Dilthey is dragging an entire intellectual era with the calm of a librarian returning an overdue book. “Old subservient relation” is the tell: he’s not neutrally describing a timeline, he’s diagnosing a hierarchy where studying people and events had to ask permission from first principles. For centuries, to talk about society or history “seriously” meant laundering your claims through metaphysics - the pre-approved language of what reality ultimately is, what the human is for, what counts as truth. Dilthey’s verb choice makes that dependency feel less like a partnership and more like a feudal arrangement.

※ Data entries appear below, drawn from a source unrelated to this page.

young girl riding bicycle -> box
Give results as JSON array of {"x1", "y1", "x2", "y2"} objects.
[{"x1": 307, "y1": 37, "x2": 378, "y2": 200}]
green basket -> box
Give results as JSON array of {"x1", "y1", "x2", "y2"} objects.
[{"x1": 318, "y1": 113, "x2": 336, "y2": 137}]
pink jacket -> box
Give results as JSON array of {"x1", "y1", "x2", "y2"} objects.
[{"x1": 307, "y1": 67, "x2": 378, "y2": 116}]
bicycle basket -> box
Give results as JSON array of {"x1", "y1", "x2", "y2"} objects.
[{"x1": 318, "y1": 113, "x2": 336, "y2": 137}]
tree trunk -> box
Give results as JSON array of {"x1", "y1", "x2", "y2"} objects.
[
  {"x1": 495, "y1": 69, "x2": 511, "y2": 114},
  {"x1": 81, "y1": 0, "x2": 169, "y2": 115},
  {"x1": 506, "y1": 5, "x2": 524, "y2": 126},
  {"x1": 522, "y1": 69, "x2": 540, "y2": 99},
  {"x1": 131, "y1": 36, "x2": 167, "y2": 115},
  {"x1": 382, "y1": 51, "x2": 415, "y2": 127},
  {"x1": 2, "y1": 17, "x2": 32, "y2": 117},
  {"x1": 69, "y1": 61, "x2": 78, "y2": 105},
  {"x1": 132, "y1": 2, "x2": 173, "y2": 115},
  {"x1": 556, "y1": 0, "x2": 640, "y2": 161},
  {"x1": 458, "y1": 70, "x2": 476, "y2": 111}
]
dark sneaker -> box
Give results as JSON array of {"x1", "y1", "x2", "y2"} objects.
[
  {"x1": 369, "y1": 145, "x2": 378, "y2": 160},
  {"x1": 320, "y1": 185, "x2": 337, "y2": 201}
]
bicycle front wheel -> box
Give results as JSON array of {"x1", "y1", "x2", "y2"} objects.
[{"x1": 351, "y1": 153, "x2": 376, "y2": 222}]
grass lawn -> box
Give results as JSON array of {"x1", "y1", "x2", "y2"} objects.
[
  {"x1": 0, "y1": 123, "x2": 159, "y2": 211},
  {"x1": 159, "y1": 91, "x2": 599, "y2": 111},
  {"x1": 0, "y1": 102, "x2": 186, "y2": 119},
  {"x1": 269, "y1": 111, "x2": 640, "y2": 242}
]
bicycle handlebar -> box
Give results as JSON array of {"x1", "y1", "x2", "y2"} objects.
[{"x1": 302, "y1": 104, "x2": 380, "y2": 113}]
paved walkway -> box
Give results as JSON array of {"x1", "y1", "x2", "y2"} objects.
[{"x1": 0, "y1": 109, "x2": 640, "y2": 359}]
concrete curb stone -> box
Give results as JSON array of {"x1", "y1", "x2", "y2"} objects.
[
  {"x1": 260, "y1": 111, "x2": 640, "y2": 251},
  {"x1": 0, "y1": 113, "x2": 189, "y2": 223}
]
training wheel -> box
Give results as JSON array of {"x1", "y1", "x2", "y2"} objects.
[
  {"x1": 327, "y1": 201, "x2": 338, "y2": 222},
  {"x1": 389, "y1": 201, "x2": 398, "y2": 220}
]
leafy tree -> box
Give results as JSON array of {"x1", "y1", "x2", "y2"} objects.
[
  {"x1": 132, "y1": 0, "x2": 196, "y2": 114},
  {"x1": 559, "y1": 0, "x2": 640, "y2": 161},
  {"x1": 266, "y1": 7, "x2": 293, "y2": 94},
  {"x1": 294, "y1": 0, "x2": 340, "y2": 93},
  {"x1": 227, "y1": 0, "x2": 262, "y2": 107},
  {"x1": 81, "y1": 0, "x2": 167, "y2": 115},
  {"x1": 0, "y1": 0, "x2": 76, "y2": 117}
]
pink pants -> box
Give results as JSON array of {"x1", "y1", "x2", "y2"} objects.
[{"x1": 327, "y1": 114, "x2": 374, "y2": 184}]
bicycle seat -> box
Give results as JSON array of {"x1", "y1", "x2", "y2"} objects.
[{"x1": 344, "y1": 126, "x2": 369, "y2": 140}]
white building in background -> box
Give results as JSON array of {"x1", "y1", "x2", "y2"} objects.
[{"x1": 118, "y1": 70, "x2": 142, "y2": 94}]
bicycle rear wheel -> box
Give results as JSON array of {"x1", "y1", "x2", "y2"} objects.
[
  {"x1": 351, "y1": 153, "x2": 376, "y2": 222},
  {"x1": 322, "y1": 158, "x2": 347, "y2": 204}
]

The “however” signals a pivot against a popular enlightenment fable: that the rise of modern science cleanly emancipated all knowledge at once. Dilthey insists the emancipation was uneven. Physics could race ahead with measurement and experiment, while the human sciences stayed tethered to inherited philosophical frameworks, because their subject matter - meaning, intention, culture - doesn’t sit still for the lab. The subtext is methodological, not merely historical: if you import metaphysical schemas into the study of lived life, you’ll mistake people for instances of a system.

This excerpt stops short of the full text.